In Rebel: 30 Years of London Fashion, London’s Design Museum dives into the past three decades of groundbreaking fashion.
It tracks three decades of the British Fashion Council’s NewGen scheme, which has supported over 300 up-and-coming designers since its inception.
“People call young people snowflakes or wasters or idlers – not at all,” the exhibition’s guest curator and BFC ambassador for emerging talent, Sarah Mower, told the PA news agency.
She said this exhibition will show: “How resourceful [they are], how inspiring, how much potential they have to lead the fashion industry.”
The exhibition answers a key question that Mower said she’s always asked: “Why is it that London keeps producing wave after wave after wave of incredibly original, surprising, shocking, clever young designers?”
This could be down to the multicultural nature of London, with Mower noting the NewGen scheme has supported designers with family backgrounds from over 50 countries.
The exhibition highlights this, with designs from the likes of Ashish – whose heavily sequinned clothes were handmade in his mother’s kitchen in New Delhi – and Feben, a designer who came to the UK via Sweden as an Ethiopian refugee.
Some of the pieces in the exhibition are obviously subversive – such as the super low-cut ‘bumsters’ designed by Alexander McQueen, a daring style which Mower described as “globally world-changing fashion”.
There’s also the swan dress by Macedonian designer Marjan Pejoski (Icelandic singer Bjork courted controversy by wearing it to the 2001 Oscars).
And there are outfits which you might not see as rebellious, but have their own subversive streak – such as a delicate floral strapless gown by Erdem from 2008.
“This to me is rebellious because he [designer Erdem Moralioglu] came up with this incredibly polished, glamorous evening collection at a time when everything was – we’ve got to be cool and wear black,” Mower said.
“He [Moralioglu] said to me: ‘I rebel in ruffles and lace’.”
Style enthusiasts will also be treated to a piece of fashion history in the exhibition.
In 1993, Alexander ‘Lee’ McQueen showed his second ever collection to press, then packed the clothes in bin bags and went clubbing.
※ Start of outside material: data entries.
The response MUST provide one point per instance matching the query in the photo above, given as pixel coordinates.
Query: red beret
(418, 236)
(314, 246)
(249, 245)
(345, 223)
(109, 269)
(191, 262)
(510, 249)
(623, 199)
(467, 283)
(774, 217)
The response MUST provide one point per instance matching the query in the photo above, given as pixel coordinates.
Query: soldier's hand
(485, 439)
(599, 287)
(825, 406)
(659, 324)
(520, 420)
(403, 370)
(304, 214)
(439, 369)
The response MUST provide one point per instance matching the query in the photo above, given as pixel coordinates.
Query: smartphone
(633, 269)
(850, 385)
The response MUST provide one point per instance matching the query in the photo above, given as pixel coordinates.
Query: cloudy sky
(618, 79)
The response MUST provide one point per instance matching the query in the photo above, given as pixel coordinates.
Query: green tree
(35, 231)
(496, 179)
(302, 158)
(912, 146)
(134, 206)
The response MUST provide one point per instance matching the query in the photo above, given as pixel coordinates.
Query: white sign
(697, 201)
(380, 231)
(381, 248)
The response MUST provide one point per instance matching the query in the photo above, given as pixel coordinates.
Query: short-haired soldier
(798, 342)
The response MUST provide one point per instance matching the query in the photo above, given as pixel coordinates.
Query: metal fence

He hid the bags at the club and forgot about them – only to return the next day to find they had disappeared, never to be seen again.
The exhibition features some of McQueen’s early designs – including the boundary-pushing bumsters – and some reimagined pieces using the same techniques and shapes from the lost collection, made for the exhibition by McQueen’s friend and collaborator, the print designer Simon Ungless.
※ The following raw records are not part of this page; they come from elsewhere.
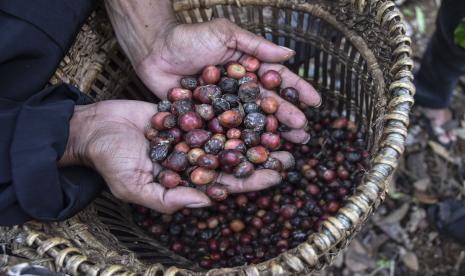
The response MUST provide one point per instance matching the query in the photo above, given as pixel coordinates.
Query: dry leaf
(396, 216)
(442, 151)
(422, 184)
(425, 198)
(410, 260)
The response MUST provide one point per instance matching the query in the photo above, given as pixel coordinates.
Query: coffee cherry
(219, 136)
(181, 107)
(197, 137)
(169, 179)
(178, 94)
(231, 118)
(271, 124)
(233, 133)
(255, 121)
(270, 140)
(217, 192)
(205, 94)
(228, 85)
(250, 137)
(251, 108)
(189, 83)
(248, 77)
(176, 161)
(236, 225)
(213, 146)
(215, 126)
(211, 74)
(158, 120)
(339, 123)
(232, 99)
(202, 176)
(182, 147)
(190, 121)
(220, 105)
(159, 152)
(164, 106)
(208, 161)
(231, 157)
(235, 71)
(241, 200)
(151, 133)
(269, 105)
(175, 133)
(235, 144)
(205, 111)
(244, 169)
(273, 164)
(288, 211)
(257, 155)
(270, 79)
(249, 92)
(250, 63)
(290, 94)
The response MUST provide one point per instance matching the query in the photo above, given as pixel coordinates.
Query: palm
(186, 50)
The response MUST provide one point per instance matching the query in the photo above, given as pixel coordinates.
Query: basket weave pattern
(355, 52)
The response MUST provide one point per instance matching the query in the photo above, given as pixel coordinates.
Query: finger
(287, 113)
(286, 158)
(259, 180)
(138, 113)
(156, 169)
(307, 94)
(155, 196)
(298, 136)
(259, 47)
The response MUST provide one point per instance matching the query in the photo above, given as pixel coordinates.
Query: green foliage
(459, 35)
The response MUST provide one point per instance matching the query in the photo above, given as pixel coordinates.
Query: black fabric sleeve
(34, 35)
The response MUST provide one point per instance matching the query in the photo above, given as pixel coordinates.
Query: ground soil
(398, 240)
Mower said McQueen was a rebel in how he was all “about sharp tailoring, about skills and showing something which is shocking – but [he was a] perfectionist as well”.
Like all of the designers featured, his work was a reaction “against what was before”.
She added: “Young people have rebelled against darkness, they rebelled against recession, they rebelled against dark political times.”
The exhibition also looks to the future of fashion – which Mower believes will be led by young creatives.
She particularly notes how in the past decade designers have become “very aware of the climate emergency, and they’ve come up with lots of different business models, ways of behaving and talking about the supply chain – and equity, fairness.”
The exhibition is a testament to the importance of art education.
“I’m not talking about university, I’m talking about art teachers in schools and in primary schools who have inspired [young people],” she said.
“That’s something I really do believe needs to be defended and supported and funded, because creativity in this country is a superpower.”
Rebel: 30 Years of London Fashion sponsored by Alexander McQueen opens at the Design Museum in London on September 16 and will run until February 11, 2024.